If you wanted to get data out of it, the video stills themselves could be captured from your screen like the above screen shot and put back in to a movie. People and number plates can be seen in the images… and street signs so you could figure out where they are. You could add bad data – bollards in the sky or whatever. Amazon have various methods to combat these attacks. But it’s all academic as they’re putting at least some of the work on their site anyway.
It strikes me that this is just scratching the surface of the potential of this class of problem, Mechanical Turk is still only known to a small subset of tech people really. People with big data sets would want entire teams of lawyers to look at this and have Snow Crash-esque schemes to keep people from ‘stealing’ their precious data. Could you imagine the OS ever touching this with a barge pole?

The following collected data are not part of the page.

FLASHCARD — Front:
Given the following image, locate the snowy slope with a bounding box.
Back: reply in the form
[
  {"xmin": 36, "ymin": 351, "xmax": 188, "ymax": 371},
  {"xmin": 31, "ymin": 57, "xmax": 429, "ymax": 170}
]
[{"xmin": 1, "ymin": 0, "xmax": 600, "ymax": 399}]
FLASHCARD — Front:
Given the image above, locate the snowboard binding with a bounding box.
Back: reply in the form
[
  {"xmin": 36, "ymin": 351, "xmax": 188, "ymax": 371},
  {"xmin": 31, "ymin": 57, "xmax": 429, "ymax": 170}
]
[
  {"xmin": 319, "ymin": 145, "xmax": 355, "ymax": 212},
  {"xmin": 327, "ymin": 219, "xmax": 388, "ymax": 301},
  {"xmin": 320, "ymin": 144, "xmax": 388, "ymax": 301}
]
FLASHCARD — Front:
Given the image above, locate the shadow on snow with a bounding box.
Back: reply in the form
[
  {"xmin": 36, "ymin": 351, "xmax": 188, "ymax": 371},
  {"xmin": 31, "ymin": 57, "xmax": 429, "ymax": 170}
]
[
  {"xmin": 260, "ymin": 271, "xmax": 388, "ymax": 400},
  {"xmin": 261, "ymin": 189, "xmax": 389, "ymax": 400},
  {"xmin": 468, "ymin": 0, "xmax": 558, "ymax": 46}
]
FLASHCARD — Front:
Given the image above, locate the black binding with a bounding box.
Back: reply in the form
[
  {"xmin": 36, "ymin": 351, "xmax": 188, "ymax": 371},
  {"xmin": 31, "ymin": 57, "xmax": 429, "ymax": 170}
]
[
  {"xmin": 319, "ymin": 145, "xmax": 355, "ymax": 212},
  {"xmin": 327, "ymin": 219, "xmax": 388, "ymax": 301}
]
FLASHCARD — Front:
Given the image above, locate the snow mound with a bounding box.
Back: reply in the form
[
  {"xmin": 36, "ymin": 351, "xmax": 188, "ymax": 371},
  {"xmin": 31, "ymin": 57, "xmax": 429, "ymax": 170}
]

The barrier to entry is a little high in that you have to create a flash app or similar if you want to do more interesting HITs but simpler ones are done automagically with forms by amazon. The other barrier is that like many other companies they think the entire world ends at the edge of CONUS so you can’t really make use of it unless you have a US bank account.
There’s another HIT which just asks for an idea from you – what small program would you like to see that doesn’t exist? I imagine the person who did that one just sitting back and browsing ideas for things to work on. How meta can you get?
So we now live in a world where you can effectively treat data storage (Amazon S3), processing (Amazon ECC) and mass non-linear human intelligence (Mechanical Turk) as infinitely cheap and available. You can get programming, design, legal advice and more from rentacoder, elance and more.
Given this, I can’t think of much that you don’t have covered in Phase 1 of your average business plan. Or to look at it another way, the google kids have been living in this world for maybe 4-5 years.
So readers, if you had a big dataset what would it be and how would you get it processed using the above? Best idea gets $10 worth of HITs.